Now here's some wild speculation: what if we ended up with coins (flattish round things) in the West and Middle East because that was the shape of the Mesopotamian token with the highest information entropy? Like that one at the top left [2] ... eventually cast in metal because it needed to be durable (high information entropy means it's traded a lot), not because of the value of the metal (although there could have been some mixing of the two paradigms).

Update 6/17/2015:

Added "effective" in the narrative above. The result isn't an ideal market where I(N) = I(M) but rather an effectively ideal market where I(N) = α I(M) with α being some constant less than one.

Update 7/14/2015:

Here is some more evidence for my wild speculation: in China, cowrie shells were used as an early currency and subsequently cast in bronze/copper. See here. Picture below ...

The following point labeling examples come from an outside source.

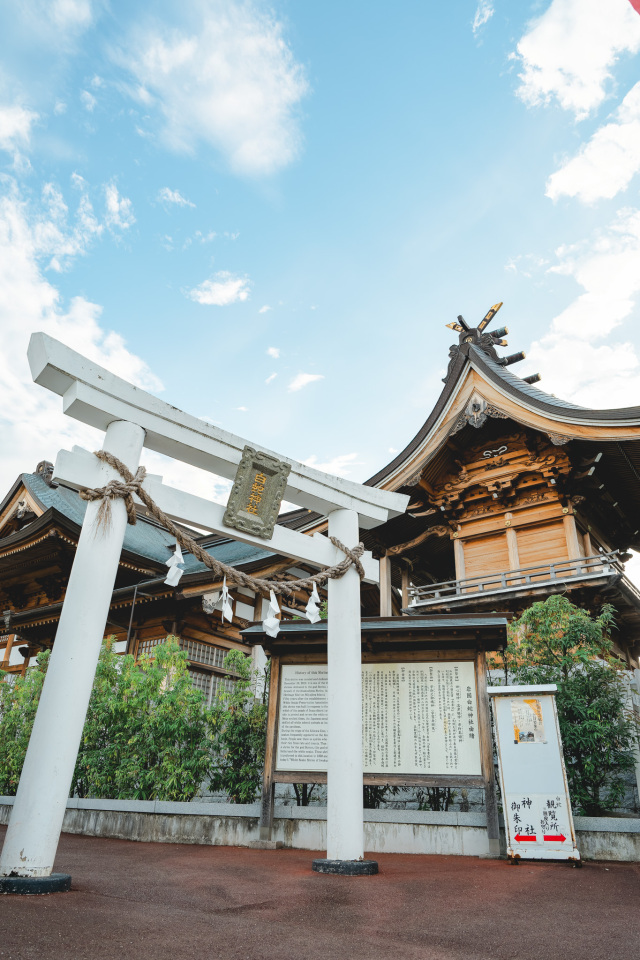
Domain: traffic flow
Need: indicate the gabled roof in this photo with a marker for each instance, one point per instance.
(145, 540)
(474, 372)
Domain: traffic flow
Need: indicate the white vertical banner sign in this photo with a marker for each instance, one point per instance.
(535, 793)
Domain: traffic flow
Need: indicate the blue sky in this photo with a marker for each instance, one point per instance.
(267, 213)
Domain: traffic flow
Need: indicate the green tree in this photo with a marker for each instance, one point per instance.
(239, 723)
(147, 734)
(556, 642)
(18, 704)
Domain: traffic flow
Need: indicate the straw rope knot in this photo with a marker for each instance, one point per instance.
(133, 484)
(116, 490)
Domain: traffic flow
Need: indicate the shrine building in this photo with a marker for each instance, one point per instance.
(514, 495)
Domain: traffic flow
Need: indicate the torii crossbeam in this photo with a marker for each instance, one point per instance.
(133, 419)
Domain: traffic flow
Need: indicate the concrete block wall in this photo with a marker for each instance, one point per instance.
(386, 831)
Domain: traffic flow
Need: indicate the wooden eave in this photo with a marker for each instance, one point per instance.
(475, 375)
(53, 524)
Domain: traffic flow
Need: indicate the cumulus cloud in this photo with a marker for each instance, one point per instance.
(572, 362)
(484, 11)
(568, 52)
(166, 195)
(606, 164)
(222, 290)
(226, 79)
(119, 215)
(34, 427)
(303, 379)
(15, 127)
(339, 466)
(88, 101)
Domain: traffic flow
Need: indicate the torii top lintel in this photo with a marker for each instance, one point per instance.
(97, 397)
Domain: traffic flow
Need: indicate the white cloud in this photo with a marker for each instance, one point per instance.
(226, 79)
(607, 163)
(71, 14)
(222, 290)
(166, 195)
(339, 466)
(484, 12)
(568, 52)
(15, 127)
(88, 100)
(573, 365)
(119, 209)
(33, 425)
(303, 379)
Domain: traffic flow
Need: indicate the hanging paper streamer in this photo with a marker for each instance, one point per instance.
(312, 609)
(271, 623)
(175, 564)
(225, 606)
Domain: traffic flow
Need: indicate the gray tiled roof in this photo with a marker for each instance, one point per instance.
(144, 538)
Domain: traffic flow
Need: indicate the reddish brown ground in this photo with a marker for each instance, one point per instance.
(143, 901)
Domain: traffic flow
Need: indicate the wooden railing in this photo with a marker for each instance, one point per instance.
(583, 568)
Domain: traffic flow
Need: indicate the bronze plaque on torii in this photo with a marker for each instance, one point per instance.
(256, 496)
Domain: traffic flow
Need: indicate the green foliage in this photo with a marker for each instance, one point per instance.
(239, 723)
(556, 642)
(18, 704)
(147, 735)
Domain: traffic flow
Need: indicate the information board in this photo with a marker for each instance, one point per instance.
(417, 718)
(535, 794)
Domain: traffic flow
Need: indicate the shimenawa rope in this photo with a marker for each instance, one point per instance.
(124, 489)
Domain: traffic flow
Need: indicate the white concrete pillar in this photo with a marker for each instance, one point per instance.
(36, 820)
(345, 830)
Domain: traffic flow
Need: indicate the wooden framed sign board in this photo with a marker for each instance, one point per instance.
(533, 780)
(425, 707)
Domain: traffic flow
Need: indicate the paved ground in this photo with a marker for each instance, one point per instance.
(143, 901)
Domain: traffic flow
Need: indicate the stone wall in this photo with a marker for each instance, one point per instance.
(386, 831)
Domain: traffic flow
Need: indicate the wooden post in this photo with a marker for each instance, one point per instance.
(36, 820)
(512, 547)
(268, 786)
(458, 553)
(405, 586)
(571, 533)
(486, 754)
(385, 587)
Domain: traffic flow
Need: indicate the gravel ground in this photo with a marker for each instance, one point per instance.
(145, 901)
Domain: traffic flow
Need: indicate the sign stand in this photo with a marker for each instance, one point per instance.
(533, 780)
(425, 715)
(133, 419)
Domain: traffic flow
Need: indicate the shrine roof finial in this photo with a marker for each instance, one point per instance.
(485, 340)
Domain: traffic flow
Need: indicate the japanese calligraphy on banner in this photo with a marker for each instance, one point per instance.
(416, 718)
(534, 786)
(254, 501)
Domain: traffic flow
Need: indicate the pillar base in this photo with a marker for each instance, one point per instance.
(54, 883)
(346, 868)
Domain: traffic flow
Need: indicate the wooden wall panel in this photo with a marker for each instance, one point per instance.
(486, 555)
(540, 546)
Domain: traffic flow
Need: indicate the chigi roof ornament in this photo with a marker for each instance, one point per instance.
(486, 341)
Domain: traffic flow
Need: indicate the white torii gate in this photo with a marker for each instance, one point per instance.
(133, 419)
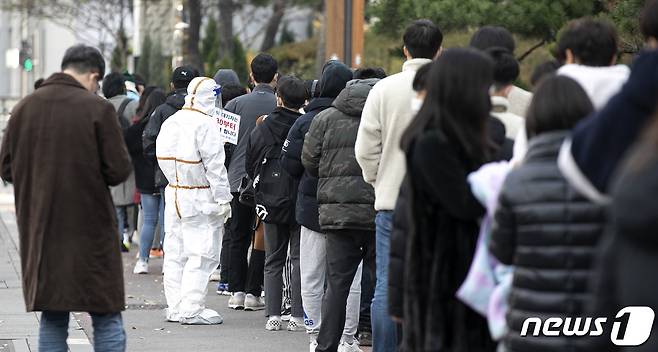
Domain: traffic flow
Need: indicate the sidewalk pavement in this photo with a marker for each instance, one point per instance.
(143, 319)
(19, 330)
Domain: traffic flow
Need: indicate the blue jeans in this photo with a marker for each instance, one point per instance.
(151, 204)
(122, 219)
(384, 335)
(109, 335)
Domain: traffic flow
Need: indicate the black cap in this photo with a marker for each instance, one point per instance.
(184, 74)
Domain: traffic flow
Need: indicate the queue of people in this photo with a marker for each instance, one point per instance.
(436, 209)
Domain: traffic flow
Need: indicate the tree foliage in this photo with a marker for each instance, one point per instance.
(541, 19)
(209, 46)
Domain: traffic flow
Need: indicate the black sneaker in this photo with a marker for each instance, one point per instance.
(365, 338)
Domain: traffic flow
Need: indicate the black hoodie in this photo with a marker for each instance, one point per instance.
(174, 102)
(335, 76)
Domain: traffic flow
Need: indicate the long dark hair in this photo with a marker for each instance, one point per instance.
(457, 101)
(155, 99)
(559, 103)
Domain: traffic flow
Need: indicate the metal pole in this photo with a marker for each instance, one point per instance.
(348, 33)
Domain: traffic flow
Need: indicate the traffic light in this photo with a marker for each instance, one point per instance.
(25, 56)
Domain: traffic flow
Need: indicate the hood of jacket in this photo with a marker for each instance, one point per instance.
(353, 98)
(546, 145)
(335, 76)
(225, 77)
(600, 83)
(280, 121)
(201, 96)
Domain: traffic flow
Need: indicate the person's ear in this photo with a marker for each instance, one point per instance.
(508, 90)
(438, 53)
(406, 52)
(570, 58)
(652, 43)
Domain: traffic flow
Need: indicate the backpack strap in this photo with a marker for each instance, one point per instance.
(122, 107)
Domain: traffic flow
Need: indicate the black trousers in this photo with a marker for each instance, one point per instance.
(240, 232)
(345, 250)
(367, 292)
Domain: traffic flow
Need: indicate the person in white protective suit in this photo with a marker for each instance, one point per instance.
(191, 155)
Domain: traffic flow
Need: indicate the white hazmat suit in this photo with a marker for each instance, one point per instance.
(191, 155)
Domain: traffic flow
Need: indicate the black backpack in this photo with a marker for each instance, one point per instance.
(275, 191)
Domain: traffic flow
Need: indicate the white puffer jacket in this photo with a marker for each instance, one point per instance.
(190, 152)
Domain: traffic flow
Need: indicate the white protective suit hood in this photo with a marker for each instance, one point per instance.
(202, 94)
(600, 83)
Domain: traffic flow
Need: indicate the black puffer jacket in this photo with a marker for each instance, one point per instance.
(346, 200)
(175, 102)
(550, 233)
(334, 77)
(144, 169)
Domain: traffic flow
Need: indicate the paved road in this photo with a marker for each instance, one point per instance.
(147, 330)
(143, 319)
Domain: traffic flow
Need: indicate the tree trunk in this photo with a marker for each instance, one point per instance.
(279, 9)
(225, 38)
(533, 48)
(320, 55)
(192, 55)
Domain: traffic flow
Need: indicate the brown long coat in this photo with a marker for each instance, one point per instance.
(61, 149)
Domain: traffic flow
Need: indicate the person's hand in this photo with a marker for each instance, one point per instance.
(225, 211)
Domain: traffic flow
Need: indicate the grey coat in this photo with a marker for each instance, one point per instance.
(124, 194)
(346, 200)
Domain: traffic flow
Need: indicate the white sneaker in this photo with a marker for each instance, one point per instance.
(236, 301)
(349, 347)
(296, 324)
(206, 317)
(172, 316)
(273, 323)
(313, 346)
(141, 267)
(253, 303)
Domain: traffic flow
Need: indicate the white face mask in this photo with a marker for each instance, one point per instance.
(416, 104)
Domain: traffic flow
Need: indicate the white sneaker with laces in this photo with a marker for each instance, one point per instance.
(296, 324)
(273, 323)
(253, 303)
(236, 301)
(172, 316)
(215, 276)
(141, 267)
(313, 346)
(206, 317)
(349, 347)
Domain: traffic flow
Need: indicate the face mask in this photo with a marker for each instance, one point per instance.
(416, 104)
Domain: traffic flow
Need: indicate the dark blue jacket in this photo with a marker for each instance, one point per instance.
(307, 212)
(600, 142)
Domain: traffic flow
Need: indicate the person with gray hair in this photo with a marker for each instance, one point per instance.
(62, 149)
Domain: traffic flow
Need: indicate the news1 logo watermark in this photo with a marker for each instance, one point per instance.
(631, 326)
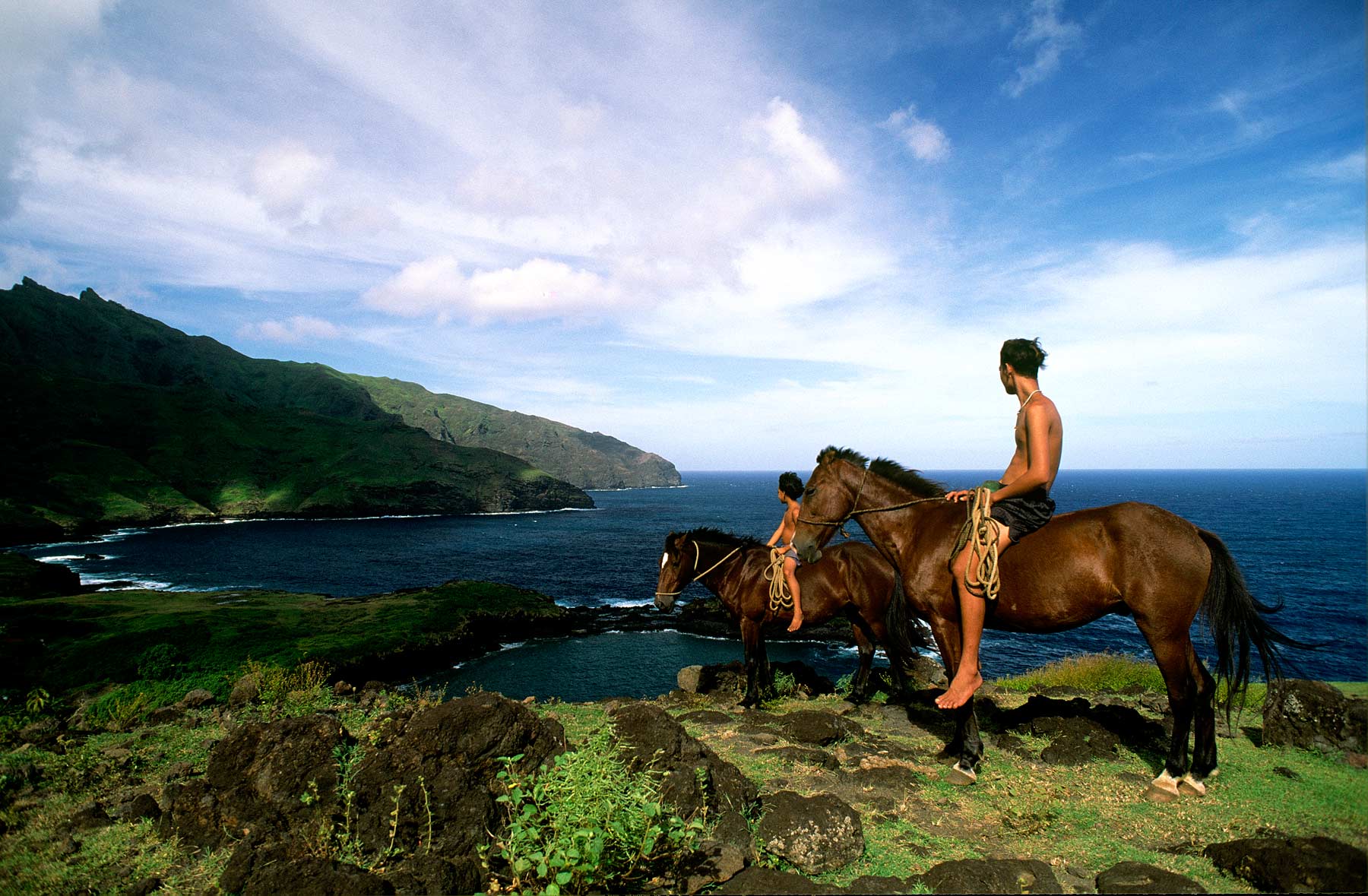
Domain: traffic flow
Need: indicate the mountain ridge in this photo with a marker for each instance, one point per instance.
(116, 419)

[1] This suggests that news coverage of markets (the WSJ, CNBC, Bloomberg, etc) actually make markets less ideal as they can lead to coordinated behavior.

[2] I don't really mean it has to be the one in the picture. But there seem to have been a lot of similar-looking disc shaped ones that dealt with clothing, sheep, wool, etc. Even to the point of where a whole sheep probably had some interest rate relative to the wool of one sheep, leading to 5 wool = one sheep and the invention of exact change. The industrial revolution can be seen as revolving around clothing, why not the invention of money?


  1. Nice post Jason. I noticed JP Koning did another in his series on money as well recently. I left a short comment there referring to how he and you bring information into the picture in different ways.

    O/T: I'm 99% sure you'll notice Sumner's latest (here and here) on fiscal austerity during a liquidity trap. I'd love to see your take on it.